一、本文介绍
本文给大家带来的改进机制是门控可微分图像处理GDIP模块,其可以理解为是一直图像增强领域的模块,其主要适用于雾天的一些去雾检测,当然了也适用于于一些图片模糊不清的场景,GDIP(Gated Differentiable Image Processing)的主要原理基于一种门控可微分图像处理模块,旨在改善在不利条件下(如雾天和低照明条件)捕获的图像的物体检测性能,GDIP通过多阶段引导过程进一步改进,用于逐步图像增强,提出了GDIP的一个变体,可以作为训练Yolo的正则化器使用,这样就在推理过程中消除了基于GDIP的图像增强的需要。
欢迎大家订阅我的专栏一起学习YOLO!
专栏目录:YOLOv8改进有效系列目录 | 包含卷积、主干、检测头、注意力机制、Neck上百种创新机制
目录
一、本文介绍
二、原理介绍
2.1 GDIP基本原理
2.2 新颖的门控机制
2.3 多级GDIP
2.4 GDIP作为训练正则器
三、核心代码
四、添加方式教程
4.1 修改一
4.2 修改二
4.3 修改三
五、yaml文件和运行记录
5.1 yaml文件1
5.2 训练代码
5.3 训练过程截图
五、本文总结
二、原理介绍
官方论文地址:官方论文地址点击此处即可跳转
官方代码地址:官方代码地址点击此处即可跳转
2.1 GDIP基本原理
GDIP(Gated Differentiable Image Processing)的主要原理基于一种门控可微分图像处理模块,旨在改善在不利条件下(如雾天和低照明条件)捕获的图像的物体检测性能。GDIP框架能够插入到现有的物体检测网络中(例如我们本文中的YOLO),并能与这些网络一起端到端地训练,以直接通过下游物体检测损失来增强图像。这是通过学习多种图像预处理技术的参数实现的,这些技术并发操作,并通过一种新颖的门控机制将它们的输出结合起来。
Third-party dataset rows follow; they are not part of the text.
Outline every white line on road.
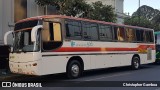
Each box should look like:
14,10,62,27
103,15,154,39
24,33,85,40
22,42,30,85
85,73,132,81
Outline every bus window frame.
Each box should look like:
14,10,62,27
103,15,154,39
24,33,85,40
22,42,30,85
41,20,63,52
112,25,127,42
64,19,83,40
98,23,114,42
81,21,100,41
125,27,137,43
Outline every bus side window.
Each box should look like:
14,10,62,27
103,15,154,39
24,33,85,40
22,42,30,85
42,22,62,50
82,22,98,41
114,27,125,41
136,29,145,42
65,20,82,40
99,25,113,41
146,31,154,42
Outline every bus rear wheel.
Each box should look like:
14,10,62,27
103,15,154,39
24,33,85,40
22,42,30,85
67,60,82,79
131,56,140,70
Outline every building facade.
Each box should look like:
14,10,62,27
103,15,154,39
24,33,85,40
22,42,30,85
0,0,127,45
0,0,54,45
86,0,126,24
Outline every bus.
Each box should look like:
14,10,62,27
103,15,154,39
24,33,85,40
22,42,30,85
4,15,155,78
154,31,160,64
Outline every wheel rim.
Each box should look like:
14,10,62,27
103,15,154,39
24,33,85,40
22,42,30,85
71,64,79,77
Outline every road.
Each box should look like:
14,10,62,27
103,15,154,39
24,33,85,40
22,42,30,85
0,64,160,90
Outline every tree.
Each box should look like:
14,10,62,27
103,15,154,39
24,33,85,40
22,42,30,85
35,0,116,22
35,0,89,16
124,16,153,28
88,1,116,22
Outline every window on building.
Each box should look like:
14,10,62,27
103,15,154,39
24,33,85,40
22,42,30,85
99,25,113,41
66,20,82,39
82,22,98,40
114,27,125,41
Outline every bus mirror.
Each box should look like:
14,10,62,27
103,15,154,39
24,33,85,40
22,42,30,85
31,25,42,42
4,31,13,45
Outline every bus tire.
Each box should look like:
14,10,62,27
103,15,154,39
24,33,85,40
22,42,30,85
67,60,82,79
131,56,140,70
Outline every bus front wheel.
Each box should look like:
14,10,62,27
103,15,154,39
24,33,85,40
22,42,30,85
67,60,82,79
131,56,140,70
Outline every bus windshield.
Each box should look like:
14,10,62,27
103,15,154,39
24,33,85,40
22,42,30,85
13,20,40,52
14,30,39,52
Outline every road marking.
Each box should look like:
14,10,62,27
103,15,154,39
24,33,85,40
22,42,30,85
84,73,132,81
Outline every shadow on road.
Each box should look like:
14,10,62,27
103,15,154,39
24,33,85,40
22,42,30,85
1,64,160,82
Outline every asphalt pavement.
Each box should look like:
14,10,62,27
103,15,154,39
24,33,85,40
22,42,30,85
0,64,160,90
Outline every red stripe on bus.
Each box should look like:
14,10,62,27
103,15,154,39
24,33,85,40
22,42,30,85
54,45,155,52
54,47,138,52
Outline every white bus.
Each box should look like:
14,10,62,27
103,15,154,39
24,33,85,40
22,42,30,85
4,15,155,78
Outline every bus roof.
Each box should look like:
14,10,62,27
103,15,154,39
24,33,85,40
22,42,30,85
17,15,153,30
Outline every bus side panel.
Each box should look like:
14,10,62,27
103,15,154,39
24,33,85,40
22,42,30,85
139,50,155,64
41,55,91,75
91,54,133,69
41,56,68,75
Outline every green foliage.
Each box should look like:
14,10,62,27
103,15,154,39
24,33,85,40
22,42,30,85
89,1,116,22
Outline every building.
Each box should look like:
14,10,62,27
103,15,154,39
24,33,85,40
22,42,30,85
0,0,55,45
0,0,127,45
86,0,126,24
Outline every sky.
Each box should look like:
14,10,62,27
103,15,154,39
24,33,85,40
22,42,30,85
124,0,160,15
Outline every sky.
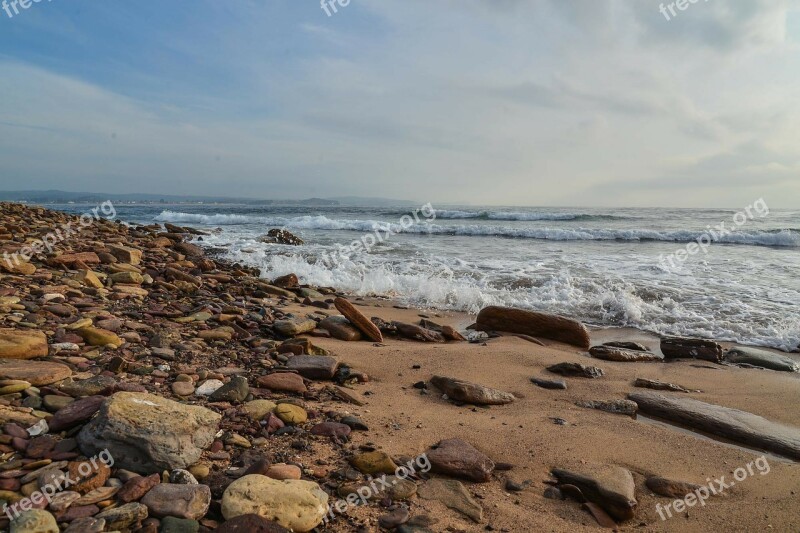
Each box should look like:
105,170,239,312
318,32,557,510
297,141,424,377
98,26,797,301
0,0,800,208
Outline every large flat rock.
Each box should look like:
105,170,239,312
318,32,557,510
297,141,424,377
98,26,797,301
476,305,589,350
628,392,800,460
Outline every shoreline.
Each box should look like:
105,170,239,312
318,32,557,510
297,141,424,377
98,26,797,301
0,204,800,533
GDIP通过多阶段引导过程进一步改进,用于逐步图像增强。在保证速度的同时,为了权衡精度和速度,提出了GDIP的一个变体,可以作为训练Yolo的正则化器使用,这样就在推理过程中消除了基于GDIP的图像增强的需要,从而实现了更高的吞吐量和可行的实世界部署。
核心贡献包括:
1. 门控机制:一种新颖的门控机制,使得多个可微分图像处理模块能够并发地进行相对加权,以增强不利环境条件下的图像,用于物体检测。
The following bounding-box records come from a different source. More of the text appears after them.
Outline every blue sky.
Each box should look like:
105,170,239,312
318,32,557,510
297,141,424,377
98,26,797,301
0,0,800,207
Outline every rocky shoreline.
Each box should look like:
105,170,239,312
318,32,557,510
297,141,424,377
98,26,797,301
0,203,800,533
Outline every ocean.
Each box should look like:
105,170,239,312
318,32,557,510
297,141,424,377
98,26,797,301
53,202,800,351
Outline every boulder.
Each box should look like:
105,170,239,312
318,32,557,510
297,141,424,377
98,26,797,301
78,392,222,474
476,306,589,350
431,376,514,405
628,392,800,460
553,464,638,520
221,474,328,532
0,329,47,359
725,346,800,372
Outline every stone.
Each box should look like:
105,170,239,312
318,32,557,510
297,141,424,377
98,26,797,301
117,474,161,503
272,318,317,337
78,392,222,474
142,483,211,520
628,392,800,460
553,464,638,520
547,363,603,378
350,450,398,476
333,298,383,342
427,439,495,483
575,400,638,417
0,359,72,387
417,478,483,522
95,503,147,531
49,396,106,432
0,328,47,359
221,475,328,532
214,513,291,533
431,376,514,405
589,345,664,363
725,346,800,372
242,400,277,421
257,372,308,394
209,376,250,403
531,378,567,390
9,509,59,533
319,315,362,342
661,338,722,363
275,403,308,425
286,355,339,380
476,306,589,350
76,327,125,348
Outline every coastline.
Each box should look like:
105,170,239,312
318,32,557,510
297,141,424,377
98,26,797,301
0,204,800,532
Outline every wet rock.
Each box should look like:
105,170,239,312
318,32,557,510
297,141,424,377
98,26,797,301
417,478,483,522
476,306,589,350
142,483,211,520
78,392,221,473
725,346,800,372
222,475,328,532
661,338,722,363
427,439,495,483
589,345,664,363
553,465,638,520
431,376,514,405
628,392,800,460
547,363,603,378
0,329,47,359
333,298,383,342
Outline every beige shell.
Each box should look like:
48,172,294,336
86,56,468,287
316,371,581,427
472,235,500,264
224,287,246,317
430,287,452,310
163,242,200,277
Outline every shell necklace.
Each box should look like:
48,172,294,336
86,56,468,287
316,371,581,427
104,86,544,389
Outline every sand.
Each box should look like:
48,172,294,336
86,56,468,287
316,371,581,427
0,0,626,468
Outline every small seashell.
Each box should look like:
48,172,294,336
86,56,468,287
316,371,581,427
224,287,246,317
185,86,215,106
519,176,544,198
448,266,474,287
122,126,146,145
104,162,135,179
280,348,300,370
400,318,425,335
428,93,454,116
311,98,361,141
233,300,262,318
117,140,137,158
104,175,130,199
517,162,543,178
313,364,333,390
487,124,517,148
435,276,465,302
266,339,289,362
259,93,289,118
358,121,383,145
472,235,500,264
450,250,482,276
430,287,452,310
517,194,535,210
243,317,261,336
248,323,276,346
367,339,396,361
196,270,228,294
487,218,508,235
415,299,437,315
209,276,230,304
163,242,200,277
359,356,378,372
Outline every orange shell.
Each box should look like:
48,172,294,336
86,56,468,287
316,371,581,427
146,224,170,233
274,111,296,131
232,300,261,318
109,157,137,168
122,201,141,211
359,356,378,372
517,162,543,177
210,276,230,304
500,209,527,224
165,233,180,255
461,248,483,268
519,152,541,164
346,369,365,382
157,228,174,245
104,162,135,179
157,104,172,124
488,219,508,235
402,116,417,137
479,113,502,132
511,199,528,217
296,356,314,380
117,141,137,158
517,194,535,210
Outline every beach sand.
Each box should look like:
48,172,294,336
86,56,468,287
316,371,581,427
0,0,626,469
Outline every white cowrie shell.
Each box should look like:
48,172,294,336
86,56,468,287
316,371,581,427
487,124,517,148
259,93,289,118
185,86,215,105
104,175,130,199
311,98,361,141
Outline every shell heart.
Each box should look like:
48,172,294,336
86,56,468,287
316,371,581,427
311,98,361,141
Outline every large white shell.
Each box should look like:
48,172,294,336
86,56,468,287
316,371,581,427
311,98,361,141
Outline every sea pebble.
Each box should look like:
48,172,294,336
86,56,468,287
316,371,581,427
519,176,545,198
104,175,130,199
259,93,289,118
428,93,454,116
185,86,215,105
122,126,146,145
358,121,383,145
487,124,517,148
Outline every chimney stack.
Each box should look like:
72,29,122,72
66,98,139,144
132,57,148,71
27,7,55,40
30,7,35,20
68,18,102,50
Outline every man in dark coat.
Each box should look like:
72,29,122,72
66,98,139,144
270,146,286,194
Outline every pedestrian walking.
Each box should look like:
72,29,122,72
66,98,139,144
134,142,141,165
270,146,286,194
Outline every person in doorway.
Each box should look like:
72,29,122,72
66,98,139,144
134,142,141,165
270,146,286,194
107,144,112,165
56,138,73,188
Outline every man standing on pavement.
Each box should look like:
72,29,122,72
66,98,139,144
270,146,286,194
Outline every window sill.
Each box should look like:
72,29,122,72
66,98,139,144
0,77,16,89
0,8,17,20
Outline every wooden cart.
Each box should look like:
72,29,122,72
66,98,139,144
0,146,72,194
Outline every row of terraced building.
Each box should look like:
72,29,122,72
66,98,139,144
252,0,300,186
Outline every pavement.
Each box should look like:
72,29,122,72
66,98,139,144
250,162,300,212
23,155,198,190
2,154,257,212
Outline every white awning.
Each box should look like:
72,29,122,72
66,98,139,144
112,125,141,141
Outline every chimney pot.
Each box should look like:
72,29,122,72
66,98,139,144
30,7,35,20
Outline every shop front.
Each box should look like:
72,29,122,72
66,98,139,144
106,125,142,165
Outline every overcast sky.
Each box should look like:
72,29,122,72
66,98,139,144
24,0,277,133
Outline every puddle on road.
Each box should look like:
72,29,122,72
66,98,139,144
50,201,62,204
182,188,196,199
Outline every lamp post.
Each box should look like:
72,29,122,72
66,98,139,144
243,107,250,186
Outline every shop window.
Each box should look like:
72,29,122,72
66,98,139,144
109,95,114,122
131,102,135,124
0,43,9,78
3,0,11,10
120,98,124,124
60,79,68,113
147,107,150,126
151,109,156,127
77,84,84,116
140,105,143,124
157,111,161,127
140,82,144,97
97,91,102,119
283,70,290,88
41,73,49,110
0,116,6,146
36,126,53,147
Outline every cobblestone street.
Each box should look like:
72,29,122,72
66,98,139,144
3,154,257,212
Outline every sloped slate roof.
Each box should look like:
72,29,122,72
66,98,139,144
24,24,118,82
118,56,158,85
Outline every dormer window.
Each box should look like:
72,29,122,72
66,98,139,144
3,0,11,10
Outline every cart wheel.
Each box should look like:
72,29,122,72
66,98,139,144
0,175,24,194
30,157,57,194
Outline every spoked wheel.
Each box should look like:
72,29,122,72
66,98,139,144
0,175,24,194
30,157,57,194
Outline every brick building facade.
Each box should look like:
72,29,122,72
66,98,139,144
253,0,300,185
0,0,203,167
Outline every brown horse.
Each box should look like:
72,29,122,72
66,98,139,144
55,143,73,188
2. 多级GDIP(MGDIP):一个图像通过多个GDIP模块逐步增强,每个模块由图像编码器的不同层指导,以此来增强图像。
3. 作为训练正则化器的GDIP:GDIP的一个适应性,直接改善了不利条件下的物体检测训练,消除了推理过程中GDIP的需要,从而节省了计算时间,并略微降低了性能。
通过定量和定性研究在合成数据集(如PascalVOC)和实际条件下的雾天(RTTS)和低照明(ExDark)数据集上,证明了GDIP相较于多个最新方法显著改进了检测性能。
2.2 新颖的门控机制
该机制允许对多个可微分的图像处理模块(如色调校正、对比度平衡、锐化、去雾等)进行同时加权组合。这种加权不是固定的,而是通过网络学习到的,能够根据图像的具体特点(例如雾天或低光照条件)动态调整每个图像处理操作的权重。这样,网络可以更加灵活地应对各种不利的环境条件,提高物体检测的准确性。
2.3 多级GDIP
该方法通过将GDIP块与视觉编码器的每一层相结合,实现了多级渐进式的图像增强。这种设计让GDIP能够利用来自不同层次的特征表示,为不同的图像处理操作提供指导。通过这种方式,系统可以更细致地处理图像中的不同特征,如边缘或纹理,从而在各种不同的环境条件下提高物体检测的性能。
2.4 GDIP作为训练正则器
这一贡献提出了将GDIP框架作为训练正则器使用的方法,通过这种方式,即使在推理阶段不直接应用GDIP进行图像增强,也能直接改善物体检测的训练过程。这种方法通过在训练阶段利用GDIP来改进Yolo的特征学习,使网络能够学习到对不利条件更为鲁棒的特征表示。这样一来,即便在推理阶段不使用GDIP进行图像预处理,检测模型仍然能够在各种复杂环境下保持较高的性能。
三、核心代码
核心代码的使用方式看章节四,本文内容的计算量很高,大家需要注意,本来想要做一下优化的对官方代码想了下没有做的原因是不想影响效果,后面有需要我可以创新一下!
import math
import warnings
import torch
import torchvision
warnings.filterwarnings('ignore')
class GatedDIP(torch.nn.Module):
"""_summary_
Args:
torch (_type_): _description_
"""
def __init__(self,
encoder_output_dim=256,
num_of_gates=7):
"""_summary_
Args:
encoder_output_dim (int, optional): _description_. Defaults to 256.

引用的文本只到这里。